Non, mille fois non, la langue bretonne n’est pas un ramassis d’incohérences, un chaos, un désordre, comme voudraient nous le faire croire ceux qui ne veulent pas se donner la peine de l’étudier pour enseigner les autres. Si dame bouteille, les cartes, la pipe bien culottée, si les commérages des Fantik et surtout la paresse bien entretenue, si tout cela, messieurs, vous crée un genre de vie agréable, trop agréable peut-être pour vous ôter dans votre vieillesse le courage de rompre avec lui, que ne le dites-vous par un silence éloquent ? Alors, seulement alors, messieurs les critiques ignorantins, il sera permis de vous croire.

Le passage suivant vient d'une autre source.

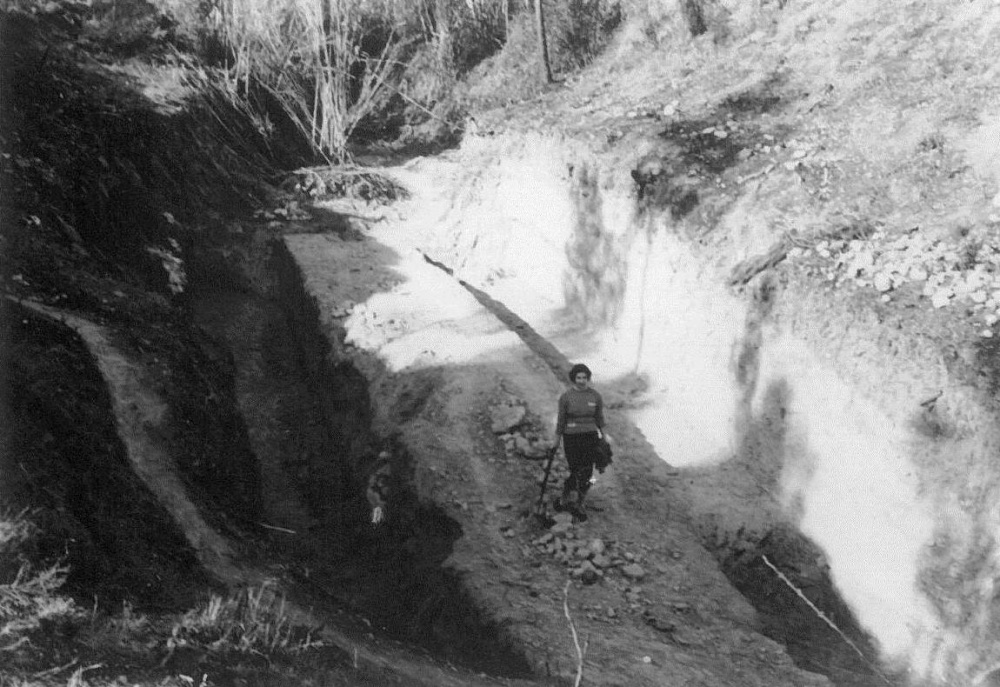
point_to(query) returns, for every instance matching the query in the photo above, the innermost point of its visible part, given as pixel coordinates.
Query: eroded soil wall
(788, 405)
(309, 418)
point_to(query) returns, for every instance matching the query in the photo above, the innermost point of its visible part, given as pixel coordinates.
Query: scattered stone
(596, 546)
(941, 297)
(507, 415)
(633, 571)
(601, 561)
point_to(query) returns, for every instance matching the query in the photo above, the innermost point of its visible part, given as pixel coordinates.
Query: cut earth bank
(814, 440)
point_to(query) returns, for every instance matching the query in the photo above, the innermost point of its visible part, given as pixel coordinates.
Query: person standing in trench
(579, 427)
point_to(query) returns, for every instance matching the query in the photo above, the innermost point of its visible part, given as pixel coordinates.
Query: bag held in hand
(602, 454)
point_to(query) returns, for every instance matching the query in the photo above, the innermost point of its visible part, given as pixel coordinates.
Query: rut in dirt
(805, 613)
(309, 419)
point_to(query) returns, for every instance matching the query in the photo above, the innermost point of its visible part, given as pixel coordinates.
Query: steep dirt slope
(778, 241)
(439, 364)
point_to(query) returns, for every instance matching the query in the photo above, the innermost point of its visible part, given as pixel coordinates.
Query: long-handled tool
(541, 512)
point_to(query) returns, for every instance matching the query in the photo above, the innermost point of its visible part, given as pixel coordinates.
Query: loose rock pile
(588, 560)
(966, 276)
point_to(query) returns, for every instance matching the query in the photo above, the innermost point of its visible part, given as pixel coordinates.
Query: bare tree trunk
(543, 45)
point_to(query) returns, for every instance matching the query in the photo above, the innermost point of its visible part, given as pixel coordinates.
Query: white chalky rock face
(941, 297)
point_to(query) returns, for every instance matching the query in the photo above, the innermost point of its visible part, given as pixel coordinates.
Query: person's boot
(579, 511)
(566, 502)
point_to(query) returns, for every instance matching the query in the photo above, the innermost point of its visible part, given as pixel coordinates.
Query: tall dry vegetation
(328, 63)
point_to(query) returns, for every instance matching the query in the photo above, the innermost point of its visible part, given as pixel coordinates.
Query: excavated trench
(780, 571)
(309, 420)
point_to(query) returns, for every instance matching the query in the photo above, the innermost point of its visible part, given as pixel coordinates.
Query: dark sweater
(580, 412)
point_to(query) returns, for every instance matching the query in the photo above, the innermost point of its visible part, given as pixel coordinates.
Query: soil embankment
(804, 418)
(439, 364)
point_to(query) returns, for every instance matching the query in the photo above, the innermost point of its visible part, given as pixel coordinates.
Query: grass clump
(29, 594)
(251, 621)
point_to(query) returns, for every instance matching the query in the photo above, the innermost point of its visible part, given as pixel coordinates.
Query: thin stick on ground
(576, 639)
(825, 619)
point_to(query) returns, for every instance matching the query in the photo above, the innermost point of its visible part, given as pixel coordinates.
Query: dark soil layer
(317, 433)
(61, 456)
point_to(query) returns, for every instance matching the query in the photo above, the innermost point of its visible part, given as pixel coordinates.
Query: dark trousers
(580, 450)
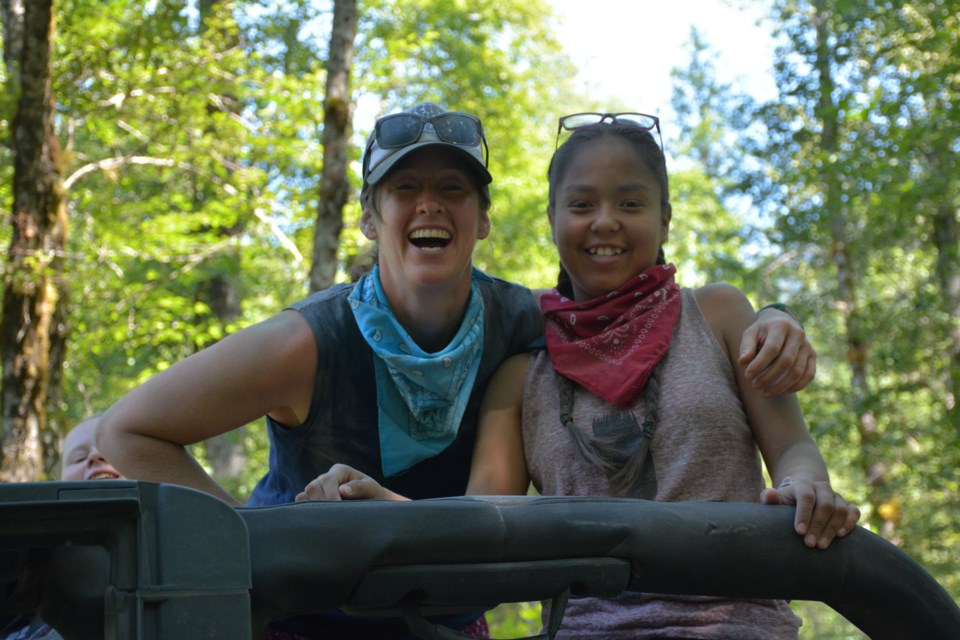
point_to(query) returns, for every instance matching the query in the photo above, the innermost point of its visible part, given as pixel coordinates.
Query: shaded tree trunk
(828, 115)
(337, 118)
(946, 237)
(32, 279)
(225, 453)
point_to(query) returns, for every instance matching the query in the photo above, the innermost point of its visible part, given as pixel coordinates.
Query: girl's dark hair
(647, 150)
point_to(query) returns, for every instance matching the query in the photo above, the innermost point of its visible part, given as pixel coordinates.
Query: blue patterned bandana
(421, 397)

(6, page 77.) Au pardon de Rumengol, un peuple de pèlerins se presse dans le cimetière et dans l’église ; les uns, faisant à genoux le tour du maître autel ; les autres, plus fervents encore, décrivant le même cercle et dans la même attitude à l’extérieur de l’église, dont les murs sont décorés dans toute leur circonférence d’un triple cordon de cire, pour justifier cette offrande à la sainte Vierge dont parle l’antique légende de Lez-Breiz :
« Un cordon de cire épais de trois doigts,
» Autour de vos murs tournera trois fois. »
Mar d-ann-me c’hoaz war va c’hiz d’ar vro,
Mamm santen Anna, me ho kopro ;
Me a roio d’hoc’h eur c’houriz koer
A rai teir zro endro d’ho moger.
Si je retourne encore au pays, mère sainte Anne,
Je vous ferai un présent ;
Je vous ferai présent d’un cordon de cire.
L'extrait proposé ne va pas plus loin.